Ne yaparsın, ölümlü dünya işte. Zeytinci Hüseyin yaşlı annesi ve Sara hastası olan Halil kardeşiyle yalnız kaldılar. Biz Yeni yurt köyüne ilk sene gittiğimizde, Hüseyin köyün iki kıraathanesinden şahıs malı olanını kiralayıp işletmekteydi. (Köydeki iki kıraathane vardı, biri muhtarlığın mülkiyeti diğeri ise şahıs malı idi.) Sonra onu da kapatıp, mesleği olan Zeytinciliğe tekrar geri dönmüştü. Her cuma pazarına gittiğimde, onu Belediye kahvesinin kuzey batı noktasında kendisine has o tebessümlü yüzüyle bulur kendisine selam verir hal hatırını sorduktan sonra bir şey lazımsa alır ve yanından ayrılırdım. Telefon ederdim bazen, Hüseyin köye uğrayınca bizim zeytinler bitmiş unutma dediğimde; başım üstüne Hocam ne demek derdi. Param şimdilik yok ha, dediğimde senden para isteyen mi var Hocam diye adeta gönül koyardı.

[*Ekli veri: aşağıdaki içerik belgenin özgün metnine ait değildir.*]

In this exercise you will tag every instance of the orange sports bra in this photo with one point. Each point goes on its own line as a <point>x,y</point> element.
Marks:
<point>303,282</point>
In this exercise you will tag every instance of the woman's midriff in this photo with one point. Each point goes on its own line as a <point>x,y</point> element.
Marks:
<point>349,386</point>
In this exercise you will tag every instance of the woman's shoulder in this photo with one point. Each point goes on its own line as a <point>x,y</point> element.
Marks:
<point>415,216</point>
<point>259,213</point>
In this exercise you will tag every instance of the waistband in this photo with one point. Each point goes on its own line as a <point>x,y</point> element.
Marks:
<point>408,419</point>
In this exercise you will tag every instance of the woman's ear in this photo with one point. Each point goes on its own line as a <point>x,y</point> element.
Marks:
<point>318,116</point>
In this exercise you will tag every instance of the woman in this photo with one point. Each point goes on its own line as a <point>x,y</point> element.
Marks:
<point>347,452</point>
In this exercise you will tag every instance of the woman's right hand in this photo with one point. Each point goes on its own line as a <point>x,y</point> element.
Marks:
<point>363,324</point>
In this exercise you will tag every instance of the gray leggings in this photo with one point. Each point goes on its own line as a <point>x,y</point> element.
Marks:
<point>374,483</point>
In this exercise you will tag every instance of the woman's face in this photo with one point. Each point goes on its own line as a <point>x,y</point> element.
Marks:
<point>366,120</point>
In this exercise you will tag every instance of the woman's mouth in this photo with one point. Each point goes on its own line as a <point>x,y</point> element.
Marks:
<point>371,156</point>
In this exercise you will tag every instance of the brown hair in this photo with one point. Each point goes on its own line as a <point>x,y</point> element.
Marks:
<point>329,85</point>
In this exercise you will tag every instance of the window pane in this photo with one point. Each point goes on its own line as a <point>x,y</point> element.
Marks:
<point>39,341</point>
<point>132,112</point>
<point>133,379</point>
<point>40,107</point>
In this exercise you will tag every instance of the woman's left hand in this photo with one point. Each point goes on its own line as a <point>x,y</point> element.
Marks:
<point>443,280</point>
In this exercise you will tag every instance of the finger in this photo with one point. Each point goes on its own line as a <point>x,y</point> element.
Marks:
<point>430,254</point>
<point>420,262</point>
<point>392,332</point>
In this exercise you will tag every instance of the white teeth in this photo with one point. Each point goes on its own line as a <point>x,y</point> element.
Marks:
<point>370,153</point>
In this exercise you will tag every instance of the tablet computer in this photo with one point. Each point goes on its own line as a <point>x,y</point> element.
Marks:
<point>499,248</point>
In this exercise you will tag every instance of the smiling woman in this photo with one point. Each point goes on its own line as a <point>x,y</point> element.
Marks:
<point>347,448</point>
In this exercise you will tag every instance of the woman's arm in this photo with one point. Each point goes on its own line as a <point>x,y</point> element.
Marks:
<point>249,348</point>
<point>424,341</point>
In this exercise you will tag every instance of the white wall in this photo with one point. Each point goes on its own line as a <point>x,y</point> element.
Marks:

Yaşlı olan anneleri, üç yıl önce vefat edince; garibanım Hüseyin hasta olan Halil kardeşiyle yapayalnız kalmıştı. 2018’den sonra bir daha Eskişehir’e nasibimiz varmadı. Ama 12 yıl kaldığım köyü ve gönül dostlarımı unutmak ne mümkün. Samimi olduğum dostlarla ara sıra telefon görüşmesi yapar, köyün genel durumu hakkında konuşuruz...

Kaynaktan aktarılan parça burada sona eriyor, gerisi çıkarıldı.